恐ろしい考えが巡り、嘉国が怖じ気付いて無意識に浩一に抱きついていた腕に力をこめた。



一番で居たい。
浩一の一番になりたい。
それなのに、やり方が分からない。

浩一が自分を特別に思ってくれているのは嘉国もわかっている。
だが、それをどう確かめたら良いのか分からない。


その時だった。
嘉国の手の上に、そっと暖かい手が重なった。
驚いた嘉国が顔をあげる。
まるで安心させるかのように、腹に巻きつけた嘉国の手を優しく、本当に優しく包むように。


手の持ち主は背中を向けているので、その表情を伺い知ることは出来ない。
それでも、重ねられた手が暖かくて。嘉国は堪らない気持ちで、その背中に顔を埋めた。




「……すきだ。」





街頭が明滅した。
薄暗い土手にも、連なってポツポツと明かりが灯されてゆく。風はおさまったが、川はまだごうごうと音を立てて流れている。

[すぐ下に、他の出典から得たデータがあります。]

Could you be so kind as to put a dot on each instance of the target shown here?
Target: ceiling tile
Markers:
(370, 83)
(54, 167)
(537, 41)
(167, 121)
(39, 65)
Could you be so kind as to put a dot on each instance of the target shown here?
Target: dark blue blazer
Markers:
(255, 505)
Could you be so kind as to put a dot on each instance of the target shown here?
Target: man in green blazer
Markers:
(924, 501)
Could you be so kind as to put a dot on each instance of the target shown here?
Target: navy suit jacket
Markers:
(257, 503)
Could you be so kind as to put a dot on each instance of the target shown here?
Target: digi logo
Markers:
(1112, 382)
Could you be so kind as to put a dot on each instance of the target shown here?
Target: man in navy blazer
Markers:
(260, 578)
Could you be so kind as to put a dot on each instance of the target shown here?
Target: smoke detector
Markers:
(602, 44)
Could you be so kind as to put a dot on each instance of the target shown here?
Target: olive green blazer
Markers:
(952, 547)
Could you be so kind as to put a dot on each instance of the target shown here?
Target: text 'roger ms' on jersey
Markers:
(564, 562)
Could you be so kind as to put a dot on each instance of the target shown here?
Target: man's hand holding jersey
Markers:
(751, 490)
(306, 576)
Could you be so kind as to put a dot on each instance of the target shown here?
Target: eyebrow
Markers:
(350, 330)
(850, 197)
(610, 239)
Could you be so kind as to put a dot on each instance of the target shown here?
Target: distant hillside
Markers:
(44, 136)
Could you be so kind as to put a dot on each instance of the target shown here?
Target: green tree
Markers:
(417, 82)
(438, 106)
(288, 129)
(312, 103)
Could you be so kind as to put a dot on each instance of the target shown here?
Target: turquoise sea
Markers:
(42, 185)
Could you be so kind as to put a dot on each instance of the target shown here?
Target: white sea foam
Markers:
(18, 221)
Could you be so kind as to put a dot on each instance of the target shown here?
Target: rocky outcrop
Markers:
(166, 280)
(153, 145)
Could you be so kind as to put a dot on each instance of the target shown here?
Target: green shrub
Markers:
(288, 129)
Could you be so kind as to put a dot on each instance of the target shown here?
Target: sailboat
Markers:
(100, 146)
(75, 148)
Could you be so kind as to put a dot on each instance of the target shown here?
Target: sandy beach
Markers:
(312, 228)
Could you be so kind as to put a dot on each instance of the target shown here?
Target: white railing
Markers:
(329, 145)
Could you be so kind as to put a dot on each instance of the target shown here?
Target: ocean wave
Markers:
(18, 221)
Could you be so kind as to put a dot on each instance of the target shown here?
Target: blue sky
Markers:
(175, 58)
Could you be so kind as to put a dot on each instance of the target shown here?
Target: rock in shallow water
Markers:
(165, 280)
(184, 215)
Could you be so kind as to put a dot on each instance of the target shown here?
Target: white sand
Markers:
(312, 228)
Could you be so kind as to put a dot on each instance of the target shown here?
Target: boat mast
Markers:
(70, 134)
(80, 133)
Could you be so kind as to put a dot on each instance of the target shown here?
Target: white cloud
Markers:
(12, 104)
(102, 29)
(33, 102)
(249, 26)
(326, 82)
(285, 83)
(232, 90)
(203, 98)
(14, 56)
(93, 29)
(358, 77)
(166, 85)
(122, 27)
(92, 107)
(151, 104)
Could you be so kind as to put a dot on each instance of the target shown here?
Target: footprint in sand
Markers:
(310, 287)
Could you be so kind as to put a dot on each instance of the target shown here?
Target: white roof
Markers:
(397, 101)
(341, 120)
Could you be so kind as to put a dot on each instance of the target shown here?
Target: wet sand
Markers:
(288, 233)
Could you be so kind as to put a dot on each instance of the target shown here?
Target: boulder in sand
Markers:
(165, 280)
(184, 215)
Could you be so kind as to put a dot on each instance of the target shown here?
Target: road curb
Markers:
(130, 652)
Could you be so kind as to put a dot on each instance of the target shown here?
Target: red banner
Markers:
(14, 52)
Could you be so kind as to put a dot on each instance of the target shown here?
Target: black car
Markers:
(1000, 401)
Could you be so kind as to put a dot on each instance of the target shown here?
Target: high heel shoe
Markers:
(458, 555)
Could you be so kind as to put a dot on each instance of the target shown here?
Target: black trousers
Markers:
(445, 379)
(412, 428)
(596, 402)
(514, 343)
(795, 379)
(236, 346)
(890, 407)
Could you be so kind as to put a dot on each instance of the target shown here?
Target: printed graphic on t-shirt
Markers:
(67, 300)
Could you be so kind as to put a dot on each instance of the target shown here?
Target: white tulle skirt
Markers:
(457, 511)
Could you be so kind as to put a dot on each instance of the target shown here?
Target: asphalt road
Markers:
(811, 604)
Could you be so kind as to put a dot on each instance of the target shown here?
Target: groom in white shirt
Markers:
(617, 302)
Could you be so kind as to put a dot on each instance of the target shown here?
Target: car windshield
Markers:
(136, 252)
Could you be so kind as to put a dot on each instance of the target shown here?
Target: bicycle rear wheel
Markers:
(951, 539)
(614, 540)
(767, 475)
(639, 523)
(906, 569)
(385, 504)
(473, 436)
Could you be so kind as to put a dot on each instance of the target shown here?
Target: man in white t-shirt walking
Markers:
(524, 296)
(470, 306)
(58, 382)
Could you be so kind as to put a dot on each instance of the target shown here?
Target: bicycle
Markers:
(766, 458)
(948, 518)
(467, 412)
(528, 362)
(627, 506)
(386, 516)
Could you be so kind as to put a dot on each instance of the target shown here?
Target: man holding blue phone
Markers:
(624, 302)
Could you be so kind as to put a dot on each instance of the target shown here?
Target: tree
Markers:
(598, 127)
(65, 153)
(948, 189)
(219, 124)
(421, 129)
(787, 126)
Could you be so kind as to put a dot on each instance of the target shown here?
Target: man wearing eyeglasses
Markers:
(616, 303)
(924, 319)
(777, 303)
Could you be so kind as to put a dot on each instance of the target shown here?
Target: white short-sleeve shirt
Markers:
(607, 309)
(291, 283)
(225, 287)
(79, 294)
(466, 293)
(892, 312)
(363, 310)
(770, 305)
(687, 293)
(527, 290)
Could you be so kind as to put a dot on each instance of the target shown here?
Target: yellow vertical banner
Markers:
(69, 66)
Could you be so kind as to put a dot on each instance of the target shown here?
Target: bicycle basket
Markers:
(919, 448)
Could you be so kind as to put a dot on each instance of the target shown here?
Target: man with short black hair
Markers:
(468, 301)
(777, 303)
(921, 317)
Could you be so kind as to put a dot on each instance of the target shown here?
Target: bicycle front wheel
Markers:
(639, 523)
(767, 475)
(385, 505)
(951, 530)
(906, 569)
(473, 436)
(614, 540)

嘉国の声は、その音にかきけされてしまいそうなほど、小さいな小さなものだった。


「(…はじめからそう言えよ。タコ。)」

浩一は毒づいたが、それくらい言ってもバチはあたらないだろう。
まだ不機嫌なままの浩一が振り返るために嘉国の腕を外すと、顔をあげた嘉国がぐちゃぐちゃになった泣き顔をあげて傷ついた顔をした。

「うわ、きたねぇ顔」

「うぇ、」

冷たい風に吹きさらされた頬は、さきほど飛ばされたマフラーのように赤い。
そのぐちゃぐちゃになった顔に覗き込んだ浩一は、いつものように優しく笑うと、自分よりも低い位置にある頭を自分の肩口に引寄せて、ぽんぽん、と撫でた。

「よくできました。」

その言葉に、嘉国は火がついたように泣き出し、浩一は縋り付く嘉国の背中をただただ優しく抱きしめて、自分も嘉国の肩に顔を埋める。

安心して泣けたのは浩一も同じだった。






一通り泣き通して、落ち着いた頃…。
どちらともなく顔をあげて身体を少しだけ離すと、互いの顔が見え、照れて色付いた頬と唇に誘われる様に、浩一が嘉国の顔に手を添えようとした…その時だった。

「ぶ!」

甲高い笑い声に、 嘉国は咄嗟に浩一の顔を押し退けた。

「嘉国、てめえ、何すんだ…!」

「だって!後ろ!」

ひどく不満げな浩一が眉間にしわを寄せて嘉国の言うとおり振り向くと、数十メートル離れたところに、他校の女子高生の集団の姿が。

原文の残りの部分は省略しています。